Le calcul, ligne par ligne+
| Trajet quotidien | 40 km |
| Jours travaillés dans l’année | 220 |
| Distance annuelle | 8 800 km |
| Consommation retenue | 6 L aux 100 km |
| Carburant consommé | 528 L par an |
| Prix au litre relevé | 2,2571 € |
| Dépense annuelle | 1 191,75 € |
| Dépense mensuelle | 99,31 € |
Nous arrivons à 99,31 € par mois, pour le seul trajet domicile-travail d’une seule personne. Un ménage où deux adultes font ce trajet double la ligne. Et ce calcul ne compte ni l’entretien, ni l’assurance, ni le crédit auto s’il y en a un.
Ce que trois années de durée en plus libèrent, et ce qu’elles coûtent
La même dette étalée plus longtemps rend de la trésorerie chaque mois, et la facture d’intérêts monte d’autant.
Voici le pont que personne ne fait, et il tient dans un tableau. Prenons 28 000 € de crédits regroupés au taux relevé en juillet 2026, et faisons varier la seule durée.
28 000 € regroupés, selon la durée retenue+
| Durée retenue | Mensualité | Intérêts payés en tout |
|---|---|---|
| 84 mois | 412,54 € | 6 653 € |
| 96 mois | 371,51 € | 7 665 € |
| 108 mois | 339,77 € | 8 695 € |
| 120 mois | 314,53 € | 9 743 € |
Entre sept ans et dix ans, la mensualité baisse de 98,01 €. C’est, à un euro près, la dépense de carburant calculée plus haut. Autrement dit : la hausse à la pompe se compense, et elle se compense avec de la durée.

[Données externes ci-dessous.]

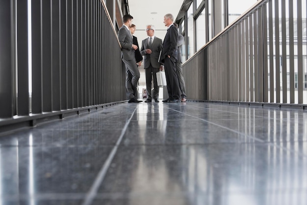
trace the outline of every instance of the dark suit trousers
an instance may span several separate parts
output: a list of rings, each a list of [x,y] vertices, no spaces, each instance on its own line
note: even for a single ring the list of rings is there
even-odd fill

Ce que coûtent ces trois années : 3 090 € d’intérêts en plus, payés sur la durée entière. Ramené au mois, c’est 25,75 € — le quart de ce que le carburant prend. L’arbitrage n’est pas absurde, mais ce n’est pas un tour de magie non plus : on échange une contrainte immédiate contre un coût étalé.
Rallonger la durée se décide une fois, et se défait difficilement. Avant de le demander, regardez si la ligne qui pèse n’est pas ailleurs : l’assurance du prêt, les découverts à répétition ou un crédit renouvelable coûtent souvent plus cher que les trois ans de durée considérés ici.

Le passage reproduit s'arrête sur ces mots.